Third, we should ask more from corporations that are making record profits and paying less as a share of the economy and as a share of total revenue than they have historically. The corporate share of revenue has fallen from around 30 percent in the 1950s to well under 10 percent today. American corporate tax receipts are around 1.6 percent of GDP, just half of the OECD average of 3.3 percent. Yet, corporate profits as a share of the economy reached record highs during the pandemic, and have stayed historically elevated as corporations hold onto margins that were forecast to have compressed as the pandemic faded.
The President's Budget would raise the corporate rate to 28 percent-halfway back to the previous 35 percent rate-in addition to other base-broadening reforms. The lackluster investment response to the Trump tax cuts suggests that bringing corporate taxation more in line with past U.S. and current international practice could raise substantial revenue without hindering economic growth.
Fourth, taxpayers should pay what they owe and play by the same rules. This requires an IRS with the resources needed to identify and address tax evasion-and to provide a smooth tax filing experience.
After a decade of severe underfunding, President Biden's investment in the IRS has in just a year and a half allowed the IRS to provide exemplary customer service, successfully pilot the Direct File tool that will be a permanent offering, collect over $500 million in unpaid taxes from delinquent millionaires, and launch new initiatives aimed at high-end non-compliance, like a new effort to audit personal use of corporate jets.

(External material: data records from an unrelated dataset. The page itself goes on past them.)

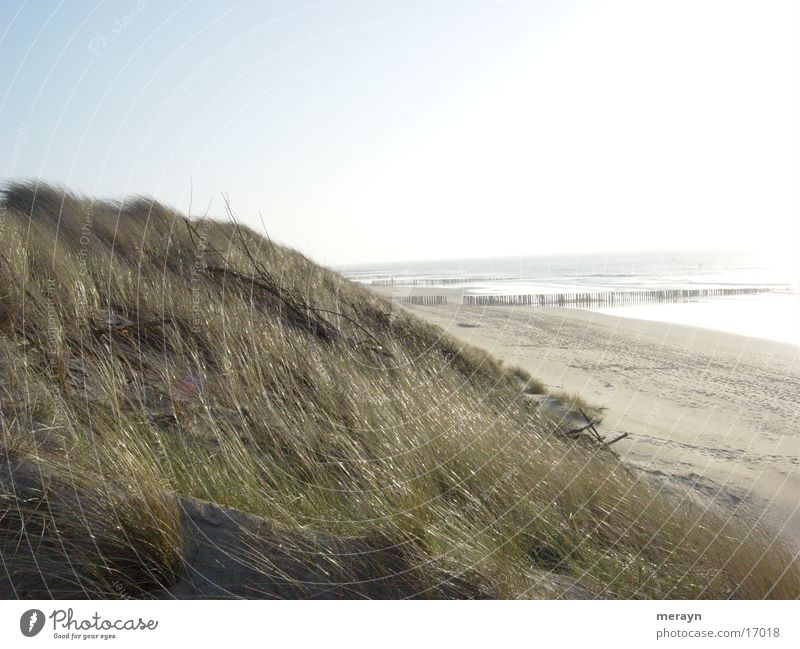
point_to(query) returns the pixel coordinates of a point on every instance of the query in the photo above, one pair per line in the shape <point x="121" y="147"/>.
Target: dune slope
<point x="148" y="360"/>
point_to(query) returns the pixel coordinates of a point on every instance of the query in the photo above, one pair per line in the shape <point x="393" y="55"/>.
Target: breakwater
<point x="610" y="298"/>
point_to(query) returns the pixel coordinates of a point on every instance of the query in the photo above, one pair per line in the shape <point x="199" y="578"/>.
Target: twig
<point x="616" y="439"/>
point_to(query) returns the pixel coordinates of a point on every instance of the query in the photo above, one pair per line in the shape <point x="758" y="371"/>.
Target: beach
<point x="715" y="411"/>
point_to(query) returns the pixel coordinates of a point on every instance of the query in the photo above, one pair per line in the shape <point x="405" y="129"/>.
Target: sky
<point x="374" y="131"/>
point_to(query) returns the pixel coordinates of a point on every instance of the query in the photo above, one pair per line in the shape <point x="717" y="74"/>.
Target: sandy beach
<point x="716" y="411"/>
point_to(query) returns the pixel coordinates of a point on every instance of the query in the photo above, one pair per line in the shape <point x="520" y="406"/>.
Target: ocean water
<point x="774" y="315"/>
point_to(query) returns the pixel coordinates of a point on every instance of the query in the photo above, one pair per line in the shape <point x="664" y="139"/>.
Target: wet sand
<point x="716" y="411"/>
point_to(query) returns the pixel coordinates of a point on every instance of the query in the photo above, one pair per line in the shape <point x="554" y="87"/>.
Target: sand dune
<point x="716" y="411"/>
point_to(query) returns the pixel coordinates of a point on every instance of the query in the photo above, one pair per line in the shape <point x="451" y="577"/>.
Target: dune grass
<point x="144" y="356"/>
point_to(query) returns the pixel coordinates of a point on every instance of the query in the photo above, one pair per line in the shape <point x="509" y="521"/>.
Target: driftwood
<point x="616" y="439"/>
<point x="595" y="438"/>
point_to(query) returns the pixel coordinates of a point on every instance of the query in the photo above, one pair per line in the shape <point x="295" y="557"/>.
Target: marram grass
<point x="144" y="356"/>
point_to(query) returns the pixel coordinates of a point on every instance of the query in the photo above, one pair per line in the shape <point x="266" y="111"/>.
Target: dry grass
<point x="141" y="358"/>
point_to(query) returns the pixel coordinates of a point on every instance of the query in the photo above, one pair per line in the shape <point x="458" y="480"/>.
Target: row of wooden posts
<point x="424" y="300"/>
<point x="613" y="298"/>
<point x="605" y="297"/>
<point x="442" y="281"/>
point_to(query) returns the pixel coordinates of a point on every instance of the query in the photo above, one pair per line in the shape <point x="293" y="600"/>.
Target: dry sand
<point x="716" y="411"/>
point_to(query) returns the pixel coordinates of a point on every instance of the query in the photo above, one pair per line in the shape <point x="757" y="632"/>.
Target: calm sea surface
<point x="774" y="315"/>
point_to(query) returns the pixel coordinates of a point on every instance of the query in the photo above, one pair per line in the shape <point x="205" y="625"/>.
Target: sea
<point x="768" y="305"/>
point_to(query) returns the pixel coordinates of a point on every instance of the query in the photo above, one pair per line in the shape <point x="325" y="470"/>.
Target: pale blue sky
<point x="375" y="130"/>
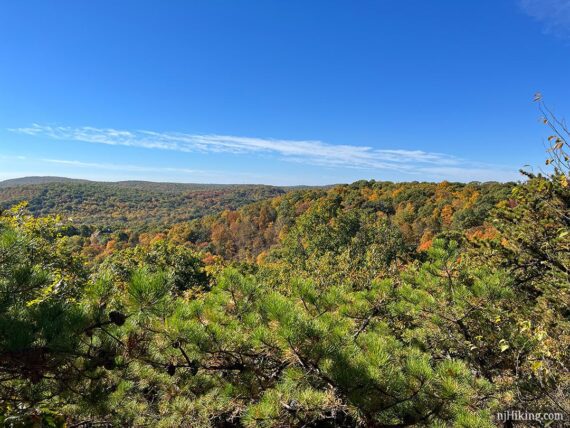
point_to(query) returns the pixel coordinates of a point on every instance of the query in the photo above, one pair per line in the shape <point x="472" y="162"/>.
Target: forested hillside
<point x="372" y="304"/>
<point x="132" y="204"/>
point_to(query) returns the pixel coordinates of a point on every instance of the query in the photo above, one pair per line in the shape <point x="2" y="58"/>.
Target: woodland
<point x="371" y="304"/>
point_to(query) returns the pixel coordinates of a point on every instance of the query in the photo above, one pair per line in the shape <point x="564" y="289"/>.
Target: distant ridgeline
<point x="135" y="205"/>
<point x="243" y="222"/>
<point x="419" y="211"/>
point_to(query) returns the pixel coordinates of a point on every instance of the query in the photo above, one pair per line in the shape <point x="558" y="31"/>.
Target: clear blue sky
<point x="279" y="91"/>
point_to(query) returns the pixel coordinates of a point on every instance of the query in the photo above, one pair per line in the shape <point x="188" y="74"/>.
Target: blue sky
<point x="279" y="92"/>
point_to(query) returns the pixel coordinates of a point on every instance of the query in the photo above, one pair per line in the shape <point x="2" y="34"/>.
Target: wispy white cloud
<point x="313" y="152"/>
<point x="553" y="14"/>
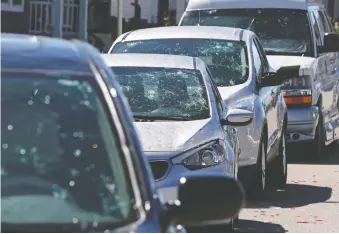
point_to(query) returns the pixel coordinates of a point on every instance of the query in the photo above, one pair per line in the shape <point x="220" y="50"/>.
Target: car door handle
<point x="234" y="131"/>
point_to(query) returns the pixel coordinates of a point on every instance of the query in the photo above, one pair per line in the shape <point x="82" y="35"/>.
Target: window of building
<point x="12" y="5"/>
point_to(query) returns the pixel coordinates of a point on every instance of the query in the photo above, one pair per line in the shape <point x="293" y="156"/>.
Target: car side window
<point x="262" y="55"/>
<point x="316" y="30"/>
<point x="324" y="21"/>
<point x="257" y="60"/>
<point x="218" y="99"/>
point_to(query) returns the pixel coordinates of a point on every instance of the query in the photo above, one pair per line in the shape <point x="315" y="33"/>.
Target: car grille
<point x="159" y="169"/>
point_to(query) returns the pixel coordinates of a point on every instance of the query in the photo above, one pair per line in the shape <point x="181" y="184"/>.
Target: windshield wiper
<point x="155" y="118"/>
<point x="277" y="52"/>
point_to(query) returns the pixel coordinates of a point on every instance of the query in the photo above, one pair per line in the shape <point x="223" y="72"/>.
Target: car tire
<point x="221" y="228"/>
<point x="279" y="169"/>
<point x="317" y="146"/>
<point x="259" y="187"/>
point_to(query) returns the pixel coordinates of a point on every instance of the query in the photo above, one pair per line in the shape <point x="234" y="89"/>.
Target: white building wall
<point x="181" y="7"/>
<point x="149" y="9"/>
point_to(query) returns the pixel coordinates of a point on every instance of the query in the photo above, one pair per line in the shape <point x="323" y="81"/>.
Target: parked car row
<point x="156" y="135"/>
<point x="71" y="160"/>
<point x="276" y="60"/>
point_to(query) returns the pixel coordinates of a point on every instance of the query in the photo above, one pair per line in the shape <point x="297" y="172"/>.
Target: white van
<point x="293" y="33"/>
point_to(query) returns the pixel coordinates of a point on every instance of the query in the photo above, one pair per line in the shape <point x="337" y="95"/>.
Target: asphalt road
<point x="309" y="204"/>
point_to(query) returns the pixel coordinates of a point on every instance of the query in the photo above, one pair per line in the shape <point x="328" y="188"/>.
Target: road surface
<point x="309" y="204"/>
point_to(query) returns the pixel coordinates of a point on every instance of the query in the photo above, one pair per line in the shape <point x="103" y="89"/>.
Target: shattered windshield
<point x="280" y="31"/>
<point x="60" y="160"/>
<point x="164" y="92"/>
<point x="227" y="60"/>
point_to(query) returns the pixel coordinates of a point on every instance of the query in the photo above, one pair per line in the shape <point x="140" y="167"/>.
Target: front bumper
<point x="168" y="184"/>
<point x="302" y="124"/>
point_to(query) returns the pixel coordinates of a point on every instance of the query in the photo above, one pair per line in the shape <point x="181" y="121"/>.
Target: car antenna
<point x="251" y="23"/>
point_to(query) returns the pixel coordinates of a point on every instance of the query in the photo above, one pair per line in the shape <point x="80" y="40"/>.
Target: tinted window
<point x="164" y="92"/>
<point x="257" y="60"/>
<point x="324" y="21"/>
<point x="60" y="158"/>
<point x="316" y="30"/>
<point x="226" y="60"/>
<point x="280" y="31"/>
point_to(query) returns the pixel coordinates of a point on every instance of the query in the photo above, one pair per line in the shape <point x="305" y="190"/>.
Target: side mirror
<point x="206" y="200"/>
<point x="331" y="43"/>
<point x="277" y="78"/>
<point x="237" y="117"/>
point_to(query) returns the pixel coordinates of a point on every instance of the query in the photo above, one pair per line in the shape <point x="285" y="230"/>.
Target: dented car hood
<point x="278" y="61"/>
<point x="173" y="136"/>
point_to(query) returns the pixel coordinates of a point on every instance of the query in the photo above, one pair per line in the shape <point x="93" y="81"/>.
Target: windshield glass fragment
<point x="60" y="160"/>
<point x="164" y="93"/>
<point x="227" y="60"/>
<point x="280" y="31"/>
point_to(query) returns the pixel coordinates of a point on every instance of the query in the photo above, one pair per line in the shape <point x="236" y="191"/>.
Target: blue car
<point x="70" y="157"/>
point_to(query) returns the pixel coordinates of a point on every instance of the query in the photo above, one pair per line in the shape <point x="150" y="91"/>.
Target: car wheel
<point x="279" y="170"/>
<point x="318" y="144"/>
<point x="228" y="228"/>
<point x="259" y="186"/>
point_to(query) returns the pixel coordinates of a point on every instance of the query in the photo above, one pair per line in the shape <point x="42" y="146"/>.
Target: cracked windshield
<point x="53" y="162"/>
<point x="280" y="31"/>
<point x="164" y="93"/>
<point x="221" y="56"/>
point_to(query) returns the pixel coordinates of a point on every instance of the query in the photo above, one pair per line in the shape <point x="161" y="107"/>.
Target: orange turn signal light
<point x="298" y="100"/>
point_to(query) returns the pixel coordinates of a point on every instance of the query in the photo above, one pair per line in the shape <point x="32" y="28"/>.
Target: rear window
<point x="61" y="162"/>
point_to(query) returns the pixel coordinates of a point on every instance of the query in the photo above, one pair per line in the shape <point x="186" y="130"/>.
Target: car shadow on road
<point x="300" y="154"/>
<point x="251" y="226"/>
<point x="295" y="195"/>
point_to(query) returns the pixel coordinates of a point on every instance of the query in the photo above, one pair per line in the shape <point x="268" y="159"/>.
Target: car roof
<point x="255" y="4"/>
<point x="149" y="60"/>
<point x="208" y="32"/>
<point x="38" y="52"/>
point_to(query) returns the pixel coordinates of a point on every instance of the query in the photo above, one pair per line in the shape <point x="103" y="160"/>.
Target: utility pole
<point x="57" y="18"/>
<point x="120" y="16"/>
<point x="83" y="20"/>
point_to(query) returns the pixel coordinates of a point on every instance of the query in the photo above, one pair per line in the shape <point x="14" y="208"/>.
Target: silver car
<point x="238" y="65"/>
<point x="179" y="115"/>
<point x="305" y="39"/>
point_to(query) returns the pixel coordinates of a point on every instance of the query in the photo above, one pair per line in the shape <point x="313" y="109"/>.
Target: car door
<point x="327" y="72"/>
<point x="230" y="132"/>
<point x="266" y="95"/>
<point x="275" y="92"/>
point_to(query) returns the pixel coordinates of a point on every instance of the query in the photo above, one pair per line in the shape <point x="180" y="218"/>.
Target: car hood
<point x="278" y="61"/>
<point x="227" y="92"/>
<point x="171" y="136"/>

Just this morning, Treasury and the IRS announced new efforts to stop large businesses and the wealthy from engaging in complex and opaque transactions where they shift the basis of an asset between related partnerships in order to unlawfully claim increased tax benefits, like depreciating an asset over and over. These abuses were turbocharged by the Trump tax cuts and can typically require a wealthy taxpayer to pay an accountant millions of dollars. Treasury estimates this initiative alone will save the government at least $50 billion over the next decade.
President Biden's investment in the IRS will lapse without congressional action, starting with the IRS's taxpayer service cliff in 2026. Congressional Republicans also continue to target IRS funding for deep cuts, which would increase deficits by billions. The Administration will block those misguided efforts and prioritize extending the IRS investment in 2025.

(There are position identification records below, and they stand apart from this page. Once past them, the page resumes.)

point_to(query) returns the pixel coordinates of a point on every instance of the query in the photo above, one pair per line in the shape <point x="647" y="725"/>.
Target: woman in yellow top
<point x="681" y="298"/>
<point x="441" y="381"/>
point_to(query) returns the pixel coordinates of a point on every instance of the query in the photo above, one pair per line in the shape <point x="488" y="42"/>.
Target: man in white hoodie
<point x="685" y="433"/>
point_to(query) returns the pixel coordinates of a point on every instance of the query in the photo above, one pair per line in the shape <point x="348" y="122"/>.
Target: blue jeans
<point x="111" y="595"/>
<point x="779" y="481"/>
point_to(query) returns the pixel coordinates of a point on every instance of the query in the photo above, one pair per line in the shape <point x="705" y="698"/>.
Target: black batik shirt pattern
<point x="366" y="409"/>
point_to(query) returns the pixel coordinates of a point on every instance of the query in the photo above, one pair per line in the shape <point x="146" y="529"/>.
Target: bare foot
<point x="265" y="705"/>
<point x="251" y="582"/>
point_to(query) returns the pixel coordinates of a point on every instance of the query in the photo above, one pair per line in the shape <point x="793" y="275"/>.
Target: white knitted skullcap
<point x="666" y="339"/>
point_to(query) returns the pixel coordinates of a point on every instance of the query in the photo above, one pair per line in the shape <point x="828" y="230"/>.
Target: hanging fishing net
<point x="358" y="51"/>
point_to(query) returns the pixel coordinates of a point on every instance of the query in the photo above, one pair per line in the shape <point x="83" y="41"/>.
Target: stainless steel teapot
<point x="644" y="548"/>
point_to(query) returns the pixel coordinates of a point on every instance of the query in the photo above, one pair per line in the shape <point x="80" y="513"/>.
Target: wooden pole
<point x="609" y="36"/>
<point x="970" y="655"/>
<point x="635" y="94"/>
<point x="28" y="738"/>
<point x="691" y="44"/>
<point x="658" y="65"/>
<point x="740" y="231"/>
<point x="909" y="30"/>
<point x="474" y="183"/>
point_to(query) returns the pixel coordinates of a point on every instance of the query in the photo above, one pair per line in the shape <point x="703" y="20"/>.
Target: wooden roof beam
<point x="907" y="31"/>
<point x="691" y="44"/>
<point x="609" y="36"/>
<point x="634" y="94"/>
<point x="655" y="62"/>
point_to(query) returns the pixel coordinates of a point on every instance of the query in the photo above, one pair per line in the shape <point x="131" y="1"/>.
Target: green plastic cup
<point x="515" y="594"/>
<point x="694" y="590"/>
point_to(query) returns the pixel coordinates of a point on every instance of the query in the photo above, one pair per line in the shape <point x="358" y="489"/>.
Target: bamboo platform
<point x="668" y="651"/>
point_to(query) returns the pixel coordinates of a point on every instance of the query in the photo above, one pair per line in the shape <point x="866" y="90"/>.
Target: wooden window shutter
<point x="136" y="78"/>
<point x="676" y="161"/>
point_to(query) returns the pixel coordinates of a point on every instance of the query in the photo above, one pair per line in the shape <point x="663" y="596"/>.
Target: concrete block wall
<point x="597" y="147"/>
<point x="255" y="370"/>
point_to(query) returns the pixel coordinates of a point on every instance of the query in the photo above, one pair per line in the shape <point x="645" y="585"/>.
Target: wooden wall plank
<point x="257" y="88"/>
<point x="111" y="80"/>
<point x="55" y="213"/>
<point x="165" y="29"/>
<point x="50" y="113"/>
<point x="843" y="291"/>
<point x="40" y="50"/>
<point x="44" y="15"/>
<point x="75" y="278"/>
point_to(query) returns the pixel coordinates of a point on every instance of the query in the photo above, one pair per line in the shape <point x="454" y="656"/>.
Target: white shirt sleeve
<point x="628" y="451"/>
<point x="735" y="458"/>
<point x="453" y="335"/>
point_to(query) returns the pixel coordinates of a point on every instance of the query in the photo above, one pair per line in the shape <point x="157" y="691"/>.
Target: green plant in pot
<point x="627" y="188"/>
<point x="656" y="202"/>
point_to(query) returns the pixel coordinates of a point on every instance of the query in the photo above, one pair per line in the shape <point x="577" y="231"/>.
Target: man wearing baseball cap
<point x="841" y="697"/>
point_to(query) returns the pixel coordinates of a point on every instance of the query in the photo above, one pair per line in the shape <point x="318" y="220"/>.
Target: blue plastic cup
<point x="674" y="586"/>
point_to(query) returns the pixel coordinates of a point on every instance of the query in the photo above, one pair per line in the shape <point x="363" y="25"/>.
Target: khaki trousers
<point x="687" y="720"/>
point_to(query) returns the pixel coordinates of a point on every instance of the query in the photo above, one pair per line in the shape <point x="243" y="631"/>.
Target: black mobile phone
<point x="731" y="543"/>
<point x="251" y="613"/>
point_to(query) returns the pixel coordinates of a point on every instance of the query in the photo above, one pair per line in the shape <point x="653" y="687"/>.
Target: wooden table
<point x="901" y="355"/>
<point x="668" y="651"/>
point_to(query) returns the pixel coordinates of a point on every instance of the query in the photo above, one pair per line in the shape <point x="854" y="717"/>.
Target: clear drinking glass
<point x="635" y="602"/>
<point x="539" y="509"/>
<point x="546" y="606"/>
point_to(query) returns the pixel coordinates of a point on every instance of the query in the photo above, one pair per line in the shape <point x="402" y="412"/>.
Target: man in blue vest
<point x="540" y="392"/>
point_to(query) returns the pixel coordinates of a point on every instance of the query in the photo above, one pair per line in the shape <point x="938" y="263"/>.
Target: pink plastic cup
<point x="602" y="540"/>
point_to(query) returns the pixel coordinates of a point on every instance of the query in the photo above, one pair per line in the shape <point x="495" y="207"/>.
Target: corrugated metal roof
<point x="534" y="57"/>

Finally, our tax system should avoid an international race to the bottom. The Administration negotiated an historic agreement, signed by more than 130 nations, that will level the playing field for American small businesses that can't afford complex tax minimization strategies. The agreement will also better support American workers by preventing other countries from luring jobs and operations out of the U.S. with rock-bottom tax rates, and by enabling the U.S. to collect more tax revenues from corporations instead of workers.

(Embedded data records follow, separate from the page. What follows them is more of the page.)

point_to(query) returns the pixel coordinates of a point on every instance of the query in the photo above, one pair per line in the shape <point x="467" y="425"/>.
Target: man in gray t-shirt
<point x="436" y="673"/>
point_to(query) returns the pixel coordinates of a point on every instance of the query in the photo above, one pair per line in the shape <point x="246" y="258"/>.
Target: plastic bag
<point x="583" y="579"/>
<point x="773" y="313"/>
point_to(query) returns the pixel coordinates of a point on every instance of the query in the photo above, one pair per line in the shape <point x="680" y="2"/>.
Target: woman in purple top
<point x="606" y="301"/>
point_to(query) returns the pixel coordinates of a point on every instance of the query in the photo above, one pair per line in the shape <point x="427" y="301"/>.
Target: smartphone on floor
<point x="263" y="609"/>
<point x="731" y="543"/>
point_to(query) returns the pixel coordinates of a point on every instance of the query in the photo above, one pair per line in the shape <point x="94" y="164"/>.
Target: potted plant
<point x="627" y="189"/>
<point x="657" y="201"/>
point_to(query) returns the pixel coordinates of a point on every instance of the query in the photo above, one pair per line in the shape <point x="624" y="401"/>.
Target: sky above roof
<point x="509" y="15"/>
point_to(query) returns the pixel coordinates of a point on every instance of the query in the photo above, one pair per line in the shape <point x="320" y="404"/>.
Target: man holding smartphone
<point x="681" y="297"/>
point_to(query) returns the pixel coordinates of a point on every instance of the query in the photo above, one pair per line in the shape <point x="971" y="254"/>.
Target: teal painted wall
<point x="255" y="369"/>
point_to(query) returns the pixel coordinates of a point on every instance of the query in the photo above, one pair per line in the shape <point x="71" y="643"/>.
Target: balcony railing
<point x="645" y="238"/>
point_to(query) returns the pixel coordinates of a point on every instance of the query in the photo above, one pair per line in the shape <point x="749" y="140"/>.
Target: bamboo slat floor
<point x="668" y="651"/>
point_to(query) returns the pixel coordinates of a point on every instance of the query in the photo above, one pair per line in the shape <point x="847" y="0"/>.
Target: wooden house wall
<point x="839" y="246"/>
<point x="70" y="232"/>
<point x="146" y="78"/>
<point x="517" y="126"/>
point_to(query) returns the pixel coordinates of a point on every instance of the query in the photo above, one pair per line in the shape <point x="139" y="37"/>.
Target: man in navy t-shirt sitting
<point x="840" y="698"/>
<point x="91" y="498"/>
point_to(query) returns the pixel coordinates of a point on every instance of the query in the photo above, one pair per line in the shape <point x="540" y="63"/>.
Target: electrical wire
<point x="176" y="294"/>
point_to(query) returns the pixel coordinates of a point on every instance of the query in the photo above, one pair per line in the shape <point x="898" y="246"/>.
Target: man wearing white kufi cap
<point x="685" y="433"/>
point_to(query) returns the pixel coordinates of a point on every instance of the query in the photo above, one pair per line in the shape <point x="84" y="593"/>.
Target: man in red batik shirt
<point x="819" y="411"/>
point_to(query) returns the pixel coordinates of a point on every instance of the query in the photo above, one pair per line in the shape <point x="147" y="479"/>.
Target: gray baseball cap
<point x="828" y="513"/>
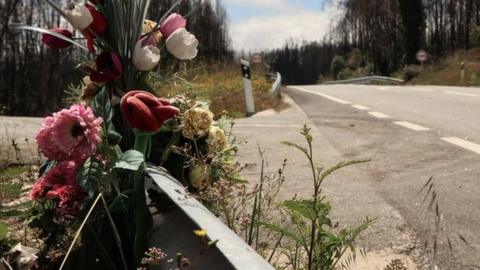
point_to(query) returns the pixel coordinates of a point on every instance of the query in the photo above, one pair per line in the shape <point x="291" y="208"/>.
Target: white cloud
<point x="260" y="3"/>
<point x="272" y="31"/>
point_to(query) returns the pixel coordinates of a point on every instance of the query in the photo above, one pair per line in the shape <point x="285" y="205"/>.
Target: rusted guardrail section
<point x="173" y="231"/>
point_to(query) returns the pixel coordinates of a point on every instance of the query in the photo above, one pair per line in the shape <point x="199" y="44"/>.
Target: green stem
<point x="140" y="206"/>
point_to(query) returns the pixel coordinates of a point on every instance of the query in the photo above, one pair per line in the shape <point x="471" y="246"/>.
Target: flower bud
<point x="216" y="140"/>
<point x="199" y="176"/>
<point x="146" y="55"/>
<point x="79" y="16"/>
<point x="171" y="24"/>
<point x="196" y="123"/>
<point x="55" y="42"/>
<point x="148" y="27"/>
<point x="182" y="44"/>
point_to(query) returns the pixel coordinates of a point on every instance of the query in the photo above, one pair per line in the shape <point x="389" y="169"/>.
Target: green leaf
<point x="89" y="176"/>
<point x="303" y="149"/>
<point x="3" y="231"/>
<point x="304" y="208"/>
<point x="308" y="210"/>
<point x="283" y="231"/>
<point x="130" y="160"/>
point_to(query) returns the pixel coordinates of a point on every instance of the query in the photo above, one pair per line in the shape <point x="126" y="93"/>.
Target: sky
<point x="266" y="24"/>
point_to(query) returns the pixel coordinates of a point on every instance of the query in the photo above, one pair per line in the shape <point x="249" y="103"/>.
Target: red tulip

Many of the world's largest economies are implementing this transformational agreement. We must join them in 2025 to grow our corporate tax base rather than allow it to erode further.
Conclusion
President Biden's plan would correct the failures of the Trump tax cuts and fundamentally reorient our tax system-and economy-in order to achieve shared growth and economic opportunity. Next year's tax debate presents a moment of possibility that we must seize together, bolstered by the economic evidence that we have discussed today-and also by the support of the American people, who overwhelmingly believe our tax system and economy should work better for the middle-class and those most in need.